Well, the thing with Mike is over. He friend zoned me and I decided that I just can’t handle it.
I mean, everything was going so well and then he freaked out. He tried to blame it on me when we met up last weekend and it was just a confusing nightmare. He thinks that relationships should just “happen” and should not require effort. (That sound you just heard was my hand slamming into my face.) I’m just pissed off, let down, and frustrated. And hurt. Really, really hurt.
I hate getting dismissed as a person by someone who didn’t even take the time to get to know me. Especially when everything was going so well and when we had so much in common. Dating is hard enough already, I don’t think people should make it any harder than it is. He doesn’t even realize that he did anything wrong. That’s what really gets me. He wants to be friends first until he figures out if he wants to further the relationship. Evidently, this means dropping off the face of the Earth for days at a time and contacting me when everything is on his terms.

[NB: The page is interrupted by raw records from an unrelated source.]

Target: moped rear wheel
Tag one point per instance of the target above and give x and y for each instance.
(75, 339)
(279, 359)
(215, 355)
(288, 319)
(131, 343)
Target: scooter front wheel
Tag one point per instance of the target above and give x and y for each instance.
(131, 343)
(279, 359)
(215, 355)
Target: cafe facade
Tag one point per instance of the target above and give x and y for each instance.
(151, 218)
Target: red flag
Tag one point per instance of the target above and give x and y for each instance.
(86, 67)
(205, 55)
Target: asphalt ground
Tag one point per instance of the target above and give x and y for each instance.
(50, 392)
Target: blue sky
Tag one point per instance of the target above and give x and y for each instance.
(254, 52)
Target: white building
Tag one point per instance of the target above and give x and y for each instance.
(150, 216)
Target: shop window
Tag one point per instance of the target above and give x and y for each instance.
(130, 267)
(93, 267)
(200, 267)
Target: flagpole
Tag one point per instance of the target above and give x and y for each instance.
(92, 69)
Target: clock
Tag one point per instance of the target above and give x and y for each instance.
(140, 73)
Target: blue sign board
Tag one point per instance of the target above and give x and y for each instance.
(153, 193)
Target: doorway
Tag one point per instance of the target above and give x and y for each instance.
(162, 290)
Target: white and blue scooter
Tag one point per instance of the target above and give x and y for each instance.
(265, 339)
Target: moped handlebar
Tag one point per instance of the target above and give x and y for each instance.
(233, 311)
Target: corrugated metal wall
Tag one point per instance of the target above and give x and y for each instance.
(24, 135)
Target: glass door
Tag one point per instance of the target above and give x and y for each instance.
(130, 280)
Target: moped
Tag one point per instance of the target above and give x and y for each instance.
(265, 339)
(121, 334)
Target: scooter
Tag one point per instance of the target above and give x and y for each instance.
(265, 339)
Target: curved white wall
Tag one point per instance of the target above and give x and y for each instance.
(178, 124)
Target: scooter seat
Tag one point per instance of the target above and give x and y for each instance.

After talking it over with the family, I made a decision today to join eHarmony. Is this what giving up feels like? I’m ready for a relationship, every other avenue has failed, and I can’t seem to find any men of good quality. I already have creepers that won’t leave me alone, why not try creepers from the internet that I can block?
I’m nervous, but I’ve already gotten messages, views, and questions sent to me. Plus, I don’t feel so angry about the whole thing. I know people that have met each other online and who went on the have very successful and happy marriages. It’s not like I’m out anything, right?
Online dating just feels weird though. Maybe I need some time to get accustomed to it.